Research Design in Politics and International Relations
2 authors - Paperback
£39.99
Anouk S. Rigterink is Associate Professor in Quantitative Comparative Politics, at Durham University, UK. Anouk has also taught undergraduate and postgraduate courses in research methods at the London School of Economics and Political Science and the University of Oxford. Anouk has published widely on violent conflict, terrorism, and natural resources. This includes work on mining and conflict, on community monitoring of forest resources, on drone strikes as a counterterrorism policy and on behavioural mechanisms in conflict and post-conflict. Many of these publications would not have existed without productive and rewarding co-authorship with Mareike Schomerus.
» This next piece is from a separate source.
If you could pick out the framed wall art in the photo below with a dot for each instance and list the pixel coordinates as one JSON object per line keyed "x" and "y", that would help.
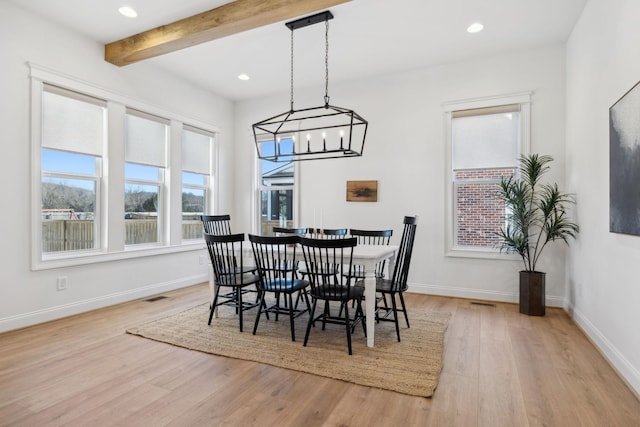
{"x": 362, "y": 191}
{"x": 624, "y": 163}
Anouk has published in the American Political Science Review, Journal of Politics, Journal of Conflict Resolution and Proceedings of the National Academy of the Sciences, among others. Formerly, she was Postdoctoral Research Fellow at Princeton University and International Crisis Group, the University of Oxford and the London School of Economics and Political Science. She holds a PhD from the London School of Economics and Political Science. Mareike Schomerus is VP at Busara, a research institute headquartered in Kenya, and a Visiting Lecturer at the University of Chicago Harris School of Public Policy, where she teaches different research methods. Mareike has published widely on violent conflict, international development and conflict-resolution, evidence-based policy, and behavioural mechanisms in post-conflict recovery. Many of these publications are co-authored with Anouk S. Rigterink in a fruitful inter-epistemological collaboration spanning close to two decades. Mareike co-edited volumes (on African secessionism and South Sudan’s borderlands (Palgrave Macmillan) and authored The Lord’s Resistance Army: Violence and Peacemaking in Africa (Cambridge University Press, 2021) and Lives Amid Violence: Transforming Development in the Wake of Conflict (Bloomsbury, 2023, open access here). She was formerly Director of Programme Politics and Governance and Research Director of the Secure Livelihoods Research Consortium at ODI. Before becoming a social scientist, Mareike worked as a journalist. Mareike holds a PhD from the London School of Economics and Political Science as well as advanced degrees from Columbia University, the University of Bremen, and Smith College.